Il segretario De Nisi vi rimprovera di non aver convocato una riunione chiarificatrice col persone sulle scelte che si prenderanno. E’ così?
«Col personale abbiamo fatto un incontro presieduto dal sindaco che non poteva che restare sulle linee generali. Io, poi, ho incontrato le persone singolarmente ed anche le sigle sindacali, qualcuna anche contemporaneamente con altre sigle. Sono stata, posso affermarlo, in ascolto di quelle che sono le istanze e le necessità. La priorità in questo momento è quella di capire come evolverà la situazione».
Sulla polizia locale si addensano le maggiori criticità.
«Vorrei che la cittadinanza vedesse che nonostante le difficoltà oggettive ci stiamo impegnando al massimo. Anzi, voglio lodare i vigili che mi stanno vicino. Grazie a loro siamo riusciti a dare ai cassinati un’idea di ripartenza in settori strategici e fondamentali come la legalità e il rispetto delle regole».

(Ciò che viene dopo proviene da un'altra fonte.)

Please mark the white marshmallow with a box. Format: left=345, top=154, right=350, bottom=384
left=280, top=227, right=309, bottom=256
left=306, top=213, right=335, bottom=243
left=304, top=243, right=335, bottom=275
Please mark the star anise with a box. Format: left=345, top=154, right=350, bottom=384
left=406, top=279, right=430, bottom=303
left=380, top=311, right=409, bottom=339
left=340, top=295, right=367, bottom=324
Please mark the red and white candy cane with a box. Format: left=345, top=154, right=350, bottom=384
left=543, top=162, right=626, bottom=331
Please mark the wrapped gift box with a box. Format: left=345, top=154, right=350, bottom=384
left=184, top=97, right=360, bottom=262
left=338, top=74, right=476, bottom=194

A cosa si riferisce in particolare?
«Prima di tutto abbiamo ricominciato a vedere i vigili sul territorio ed a ripristinare un po’ di rispetto per il codice della strada. Attraverso un protocollo d’intesa che ho siglato con i Carabinieri, stiamo verificando le situazioni di irregolarità in merito all’occupazione del suolo pubblico. Abbiamo incontrato i commercianti e li abbiamo avvertiti delle verifiche prima che partissero. In una situazione come la nostra questa che dovrebbe essere un’azione ordinaria di controllo ed invece diventa un evento importante. Del resto sento che i cittadini ci stanno vicini perché l’hanno capito bene. Così abbiamo elevato una quindicina di verbali con due uscite fatte sulla Tosap. In ogni caso sono contenta dei miei vigili, lo ripeto: nonostante una situazione che ha del grottesco non arretrano. Sono persone che hanno senso di responsabilità, credono nel lavoro che fanno, e del servizio che stiamo portando avanti nei confronti della città».